Senior DevOps Engineer
Copart · Dallas, TX · 3 days ago
EngineeringFull-time
Key Responsibilities
- Design, build, automate, and maintain DevOps platforms supporting AI, ML, Agentic, and traditional applications.
- Deploy, containerize, and manage applications using Docker and Kubernetes across both on-premises and cloud environments.
- Develop Infrastructure as Code (IaC) solutions for repeatable, scalable, and secure deployments.
- Build and maintain CI/CD pipelines that support rapid and reliable application releases.
- Define and implement DevOps standards, deployment frameworks, operational procedures, and platform best practices.
- Automate environment provisioning, application deployment, monitoring, and operational workflows.
- Deploy and support Python-based, Java-based applications and AI services.
- Build and manage workflows using tools such as n8n and related automation platforms.
- Troubleshoot deployment, performance, scalability, and reliability issues across distributed systems.
- Maintain highly available production environments with a focus on uptime, security, and performance.
- Develop operational runbooks, deployment documentation, and support procedures.

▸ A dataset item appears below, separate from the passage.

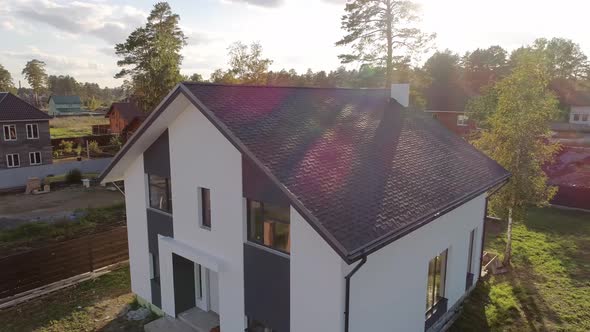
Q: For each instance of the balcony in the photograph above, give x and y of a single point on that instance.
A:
(436, 312)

- Own and operate the end-to-end internal AI stack from model selection and integration to deployment and monitoring.
- Provide day-to-day support for production applications and infrastructure.
- Participate in release activities, maintenance windows, upgrades, and production deployments, including support during extended hours when required.

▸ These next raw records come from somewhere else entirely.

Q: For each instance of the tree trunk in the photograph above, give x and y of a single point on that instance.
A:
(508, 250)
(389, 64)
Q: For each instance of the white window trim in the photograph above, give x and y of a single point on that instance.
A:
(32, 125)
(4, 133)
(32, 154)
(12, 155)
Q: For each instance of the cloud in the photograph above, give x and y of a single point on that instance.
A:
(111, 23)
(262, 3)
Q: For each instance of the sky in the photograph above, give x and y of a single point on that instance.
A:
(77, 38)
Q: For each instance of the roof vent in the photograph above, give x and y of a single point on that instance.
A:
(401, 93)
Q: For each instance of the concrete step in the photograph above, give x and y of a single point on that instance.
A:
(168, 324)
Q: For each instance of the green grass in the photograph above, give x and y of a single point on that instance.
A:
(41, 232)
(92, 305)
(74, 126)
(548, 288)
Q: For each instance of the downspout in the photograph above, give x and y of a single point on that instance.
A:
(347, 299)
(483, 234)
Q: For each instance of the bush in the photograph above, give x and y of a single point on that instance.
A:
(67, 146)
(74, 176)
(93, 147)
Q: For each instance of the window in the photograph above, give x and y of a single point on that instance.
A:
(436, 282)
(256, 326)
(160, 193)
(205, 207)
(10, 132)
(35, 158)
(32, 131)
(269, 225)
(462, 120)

- Perform root cause analysis (RCA) and implement preventive measures to reduce recurring incidents.
- Monitor system health, performance, capacity, and availability.
- Collaborate with engineering teams to improve observability, alerting, and operational readiness.
Required Qualifications
- 5+ years of experience in DevOps, Platform Engineering, Site Reliability Engineering (SRE), or Infrastructure Engineering roles.

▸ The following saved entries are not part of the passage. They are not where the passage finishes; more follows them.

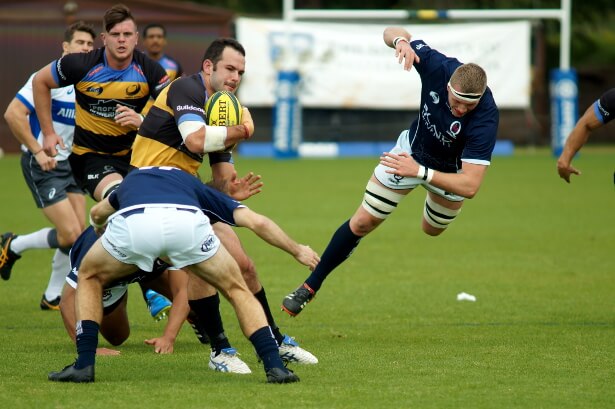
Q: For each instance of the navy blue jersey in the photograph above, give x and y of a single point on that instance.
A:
(85, 241)
(438, 139)
(166, 185)
(99, 89)
(159, 142)
(604, 108)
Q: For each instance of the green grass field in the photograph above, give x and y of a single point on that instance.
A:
(537, 253)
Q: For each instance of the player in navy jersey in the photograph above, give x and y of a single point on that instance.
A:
(176, 133)
(167, 213)
(598, 114)
(112, 86)
(115, 327)
(446, 150)
(50, 179)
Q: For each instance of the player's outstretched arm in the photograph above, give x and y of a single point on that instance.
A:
(273, 234)
(42, 83)
(577, 138)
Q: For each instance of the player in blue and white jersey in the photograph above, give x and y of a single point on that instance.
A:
(50, 179)
(600, 113)
(167, 213)
(447, 150)
(115, 326)
(171, 283)
(112, 85)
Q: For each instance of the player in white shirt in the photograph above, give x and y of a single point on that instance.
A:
(50, 179)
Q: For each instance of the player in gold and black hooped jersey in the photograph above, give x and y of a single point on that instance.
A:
(112, 86)
(176, 133)
(163, 140)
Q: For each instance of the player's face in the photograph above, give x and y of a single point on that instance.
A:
(82, 42)
(227, 73)
(154, 42)
(121, 41)
(458, 107)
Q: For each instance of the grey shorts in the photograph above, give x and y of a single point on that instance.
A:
(48, 187)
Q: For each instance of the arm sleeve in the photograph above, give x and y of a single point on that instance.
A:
(605, 106)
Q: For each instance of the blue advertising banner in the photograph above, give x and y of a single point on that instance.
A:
(564, 107)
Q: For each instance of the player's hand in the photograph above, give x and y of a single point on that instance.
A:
(50, 144)
(565, 170)
(45, 161)
(406, 54)
(400, 164)
(247, 186)
(125, 116)
(106, 351)
(161, 345)
(307, 257)
(246, 120)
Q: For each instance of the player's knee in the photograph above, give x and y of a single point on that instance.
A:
(379, 201)
(118, 338)
(436, 218)
(68, 237)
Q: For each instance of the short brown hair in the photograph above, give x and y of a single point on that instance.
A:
(79, 26)
(116, 15)
(215, 49)
(470, 78)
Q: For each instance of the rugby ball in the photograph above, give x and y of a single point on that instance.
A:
(223, 109)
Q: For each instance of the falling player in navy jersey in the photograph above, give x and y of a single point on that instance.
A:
(598, 114)
(446, 150)
(167, 213)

- Proven experience supporting production applications in enterprise environments.
- Strong hands-on experience with: Kubernetes (on-premises and cloud), Docker containerization, Linux system administration, Python application deployment and operations, CI/CD pipeline development and automation, Infrastructure automation and configuration management.
- Experience deploying and supporting AI, ML, or Agentic applications in production.
- Experience operating GPU-based infrastructure for AI workloads.
- Strong understanding of MLOps concepts and practices.
- Experience with AI model deployment, monitoring, and operational support.
- Experience supporting production releases, maintenance activities, and incident management.